The cheaper the printer, the likelier Walker says it is to die in the middle of a shift, or to misfire when printing, leading to costly confusion once it’s time to bag and serve.
Walker warns that the KDS itself also need safeguarding. Fast food kitchens are places of salt, fat, acid, and heat — all of which are brutal for screens. Many KDS systems feature bump bars. Those are panels with buttons that allow cooks to interact with the KDS monitor, named for the act of “bumping” orders from one prep station’s KDS to the next. As the worker handles them, the bump bars get greasy fast, leading to a variety of problems. Walker recommends that restaurants invest in water-resistant technology for the parts of the screens that get the most wear, and to keep up preventative maintenance and cleaning.
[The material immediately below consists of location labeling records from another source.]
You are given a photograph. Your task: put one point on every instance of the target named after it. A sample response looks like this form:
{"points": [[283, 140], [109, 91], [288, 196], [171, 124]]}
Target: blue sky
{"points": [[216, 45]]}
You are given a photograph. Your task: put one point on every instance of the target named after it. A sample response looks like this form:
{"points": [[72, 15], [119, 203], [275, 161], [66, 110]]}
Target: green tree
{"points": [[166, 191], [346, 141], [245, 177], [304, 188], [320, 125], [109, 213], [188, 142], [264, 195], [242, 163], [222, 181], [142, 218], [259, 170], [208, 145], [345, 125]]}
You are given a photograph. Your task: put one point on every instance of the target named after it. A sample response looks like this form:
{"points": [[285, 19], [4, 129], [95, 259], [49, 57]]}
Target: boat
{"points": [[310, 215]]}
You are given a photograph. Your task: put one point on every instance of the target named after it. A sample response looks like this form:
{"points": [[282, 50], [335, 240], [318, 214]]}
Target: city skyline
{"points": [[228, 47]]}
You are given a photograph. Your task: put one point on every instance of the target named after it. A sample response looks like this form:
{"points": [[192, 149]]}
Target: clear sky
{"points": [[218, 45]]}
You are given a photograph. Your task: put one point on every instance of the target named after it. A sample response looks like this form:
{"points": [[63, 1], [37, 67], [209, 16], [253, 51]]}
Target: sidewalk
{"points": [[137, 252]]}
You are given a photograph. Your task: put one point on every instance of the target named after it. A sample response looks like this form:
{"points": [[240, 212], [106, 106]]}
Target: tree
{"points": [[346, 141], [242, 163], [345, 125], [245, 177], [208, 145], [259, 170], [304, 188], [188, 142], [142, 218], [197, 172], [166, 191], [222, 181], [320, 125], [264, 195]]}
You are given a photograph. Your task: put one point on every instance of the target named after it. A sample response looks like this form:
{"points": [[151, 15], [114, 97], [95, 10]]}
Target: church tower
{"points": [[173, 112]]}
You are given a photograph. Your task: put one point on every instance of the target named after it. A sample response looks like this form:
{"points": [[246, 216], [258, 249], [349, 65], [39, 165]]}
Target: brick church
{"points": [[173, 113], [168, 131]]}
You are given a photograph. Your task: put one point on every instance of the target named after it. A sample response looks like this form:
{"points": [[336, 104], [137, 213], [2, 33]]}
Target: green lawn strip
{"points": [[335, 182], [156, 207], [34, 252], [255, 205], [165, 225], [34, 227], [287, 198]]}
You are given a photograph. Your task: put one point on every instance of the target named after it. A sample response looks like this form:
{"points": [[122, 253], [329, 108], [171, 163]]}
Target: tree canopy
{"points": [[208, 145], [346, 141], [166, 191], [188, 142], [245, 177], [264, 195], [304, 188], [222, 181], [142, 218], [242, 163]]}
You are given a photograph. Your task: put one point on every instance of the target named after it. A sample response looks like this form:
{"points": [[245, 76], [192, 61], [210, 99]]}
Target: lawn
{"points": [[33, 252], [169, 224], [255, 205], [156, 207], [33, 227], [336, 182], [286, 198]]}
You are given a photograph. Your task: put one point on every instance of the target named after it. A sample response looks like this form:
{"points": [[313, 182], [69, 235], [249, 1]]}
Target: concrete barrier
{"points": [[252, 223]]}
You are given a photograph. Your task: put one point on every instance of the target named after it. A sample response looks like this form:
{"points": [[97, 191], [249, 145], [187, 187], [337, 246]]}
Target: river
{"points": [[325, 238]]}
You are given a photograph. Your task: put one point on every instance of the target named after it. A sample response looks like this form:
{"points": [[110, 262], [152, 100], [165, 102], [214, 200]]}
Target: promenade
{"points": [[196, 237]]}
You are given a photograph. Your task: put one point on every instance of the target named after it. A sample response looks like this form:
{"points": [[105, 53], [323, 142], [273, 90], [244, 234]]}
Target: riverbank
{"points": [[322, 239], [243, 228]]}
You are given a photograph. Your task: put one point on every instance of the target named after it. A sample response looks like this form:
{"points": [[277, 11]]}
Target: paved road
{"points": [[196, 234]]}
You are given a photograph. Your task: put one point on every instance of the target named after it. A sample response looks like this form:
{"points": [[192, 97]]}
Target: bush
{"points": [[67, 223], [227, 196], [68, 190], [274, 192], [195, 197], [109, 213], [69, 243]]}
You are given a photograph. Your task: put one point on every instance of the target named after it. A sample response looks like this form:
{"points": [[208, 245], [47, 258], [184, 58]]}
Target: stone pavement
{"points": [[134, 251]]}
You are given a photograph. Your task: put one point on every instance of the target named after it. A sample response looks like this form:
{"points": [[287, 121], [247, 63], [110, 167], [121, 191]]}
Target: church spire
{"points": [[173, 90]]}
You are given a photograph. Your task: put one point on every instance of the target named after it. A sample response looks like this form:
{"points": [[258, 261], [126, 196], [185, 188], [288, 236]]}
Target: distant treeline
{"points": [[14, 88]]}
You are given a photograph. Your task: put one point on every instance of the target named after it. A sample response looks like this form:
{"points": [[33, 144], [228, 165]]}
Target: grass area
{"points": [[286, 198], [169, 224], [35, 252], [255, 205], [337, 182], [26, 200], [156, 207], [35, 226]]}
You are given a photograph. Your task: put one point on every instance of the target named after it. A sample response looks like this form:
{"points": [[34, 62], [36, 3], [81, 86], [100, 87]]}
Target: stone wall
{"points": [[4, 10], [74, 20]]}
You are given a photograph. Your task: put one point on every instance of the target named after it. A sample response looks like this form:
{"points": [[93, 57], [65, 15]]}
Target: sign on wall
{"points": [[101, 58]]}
Menu boards at fast-food places have to plug into a network
Your KDS and your POS aren’t the only screens you have to worry about in a fast food joint. In this advanced day and age, hefty monitors work overtime displaying menu items and prices with high-res photos to match.
There are two main types of digital menu boards in QSR restaurants: wall-mounted TV screens above the counter, and the outdoor vertical displays signaling the presence of a drive-thru. “A lot of McDonald’s and Popeye’s restaurants use a company called Stratacache,” Walker told us. “This is the kind of thing that franchisees have less control over. The tech vendors tend to be selected by the brands themselves, and you find that a lot of them are using the same ones.”
It’s imperative, he went on to explain, that these screens display accurate information. And it turns out that ensuring they behave as intended requires a strong network. Say you push a menu-wide price increase on your milkshakes. You change the price on your back end. From there it shows up on your POS. The menu boards must in turn pull those prices from the POS, so that the milkshake price on the big board matches the price at the register.
But if there’s a break in that chain? You’re in for a very bad shift. “Ideally, you’d give the customer the displayed price, and just eat the loss, but something like NCR Aloha doesn’t always let you change prices, so it’s really a huge problem,” Walker says. “Your options are to do a discount, which takes forever to calculate and input, or you promo it off and give it to the person for free. In all of those scenarios you lose money, so they’re against policy in some locations. In that case your only option is to say to the customer, ‘Sorry, I can’t sell you that.’ Which obviously looks terrible.”
Other fast-food business software to know
Menu board tech isn’t the only realm wherein fast food titans copy one other. Business software, too, is an area dominated by a handful of vendors. “McDonald’s and a number of its competitors use Altametrics for labor and sales reporting, as well as scheduling,” Walker says. “Xenial is also pretty popular for reporting. They actually offer lots of different products, like menu boards and POS systems, and so sometimes franchises will end up using them across the board because it’s easier. Restaurant365 is another one that’s used for multiple functions, from accounting to inventory. And Snagajob is prevalent for fast food staffing. McDonald’s has its own hiring platform, McHire, but most of the other major players are soliciting applications through Snag.”